Asymptotic formulas for expectation and variance of zero set volume

Normal distribution convergence of normalized zero set volume

New estimates on solution correlations and solution counting measures

Abstract

We consider a wide class of families $(F_m)_{m\in\mathbb{N}}$ of Gaussian fields on $\mathbb{T}^d=\mathbb{R}^d/\mathbb{Z}^d$ defined by \[F_m:x\mapsto \frac{1}{\sqrt{|\Lambda_m|}}\sum_{\lambda\in\Lambda_m}\zeta_\lambda e^{2\pi i\langle \lambda,x\rangle}\] where the $\zeta_\lambda$'s are independent std. normals and $\Lambda_m$ is the set of solutions $\lambda\in\mathbb{Z}^d$ to $p(\lambda)=m$ for a fixed elliptic polynomial $p$ with integer coefficients. The case $p(x)=x_1^2+\dots+x_d^2$ is a random Laplace eigenfunction whose law is sometimes called the $\textit{arithmetic random wave}$, studied in the past by many authors.
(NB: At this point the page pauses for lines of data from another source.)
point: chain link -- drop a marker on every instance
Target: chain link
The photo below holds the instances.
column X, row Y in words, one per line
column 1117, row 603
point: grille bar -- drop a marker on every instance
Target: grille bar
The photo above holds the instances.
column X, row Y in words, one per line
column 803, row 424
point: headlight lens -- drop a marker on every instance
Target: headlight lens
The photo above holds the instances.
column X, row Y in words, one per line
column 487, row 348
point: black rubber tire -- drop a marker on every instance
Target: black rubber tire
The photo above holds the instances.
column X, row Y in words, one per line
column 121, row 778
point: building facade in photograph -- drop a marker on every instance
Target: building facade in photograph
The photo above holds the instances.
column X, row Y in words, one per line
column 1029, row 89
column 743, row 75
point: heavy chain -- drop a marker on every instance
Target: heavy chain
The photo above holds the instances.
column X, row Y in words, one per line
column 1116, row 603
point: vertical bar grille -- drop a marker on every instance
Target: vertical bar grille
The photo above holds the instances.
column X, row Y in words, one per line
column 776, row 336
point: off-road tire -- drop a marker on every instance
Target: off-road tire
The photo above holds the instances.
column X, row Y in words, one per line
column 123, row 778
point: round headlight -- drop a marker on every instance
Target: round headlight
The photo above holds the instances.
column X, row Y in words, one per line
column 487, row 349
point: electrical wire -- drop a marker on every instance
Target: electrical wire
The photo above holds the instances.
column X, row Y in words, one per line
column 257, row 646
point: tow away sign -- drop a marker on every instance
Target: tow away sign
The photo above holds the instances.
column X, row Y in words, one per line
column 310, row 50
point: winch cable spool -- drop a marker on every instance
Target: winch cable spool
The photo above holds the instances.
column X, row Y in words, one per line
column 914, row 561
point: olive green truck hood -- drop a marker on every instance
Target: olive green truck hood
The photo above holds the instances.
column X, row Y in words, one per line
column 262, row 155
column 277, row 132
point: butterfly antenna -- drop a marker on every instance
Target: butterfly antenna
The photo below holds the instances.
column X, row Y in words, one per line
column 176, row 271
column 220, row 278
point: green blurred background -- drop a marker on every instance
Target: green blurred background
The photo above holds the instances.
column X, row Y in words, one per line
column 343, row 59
In contrast, we consider three classes of polynomials $p$: a certain family of positive definite quadratic forms in two variables, all positive definite quadratic forms in three variables except multiples of $x_1^2+x_2^2+x_3^2$, and a wide family of polynomials in many variables. For these classes of polynomials, we study the $(d-1)$-dimensional volume $\mathcal{V}_m$ of the zero set of $F_m$. We compute the asymptotics, as $m\to+\infty$ along certain sequences of integers, of the expectation and variance of $\mathcal{V}_m$. Moreover, we prove that in the same limit, $\frac{\mathcal{V}_m-\mathbb{E}[\mathcal{V}_m]}{\sqrt{\text{Var}(\mathcal{V}_m)}}$ converges to a std. normal. As in previous works, one reduces the problem of these asymptotics to the study of certain arithmetic properties of the sets of solutions to $p(\lambda)=m$. We need to study the number of such solutions for fixed $m$, the number of quadruples of solutions $(\lambda,\mu,\nu,\iota)$ satisfying $\lambda+\mu+\nu+\iota=0$, ($4$-correlations), and the rate of convergence of the counting measure of $\Lambda_m$ towards a certain limiting measure on the hypersurface $\{p(x)=1\}$. To this end, we use prior results on this topic but also prove a new estimate on correlations, of independent interest.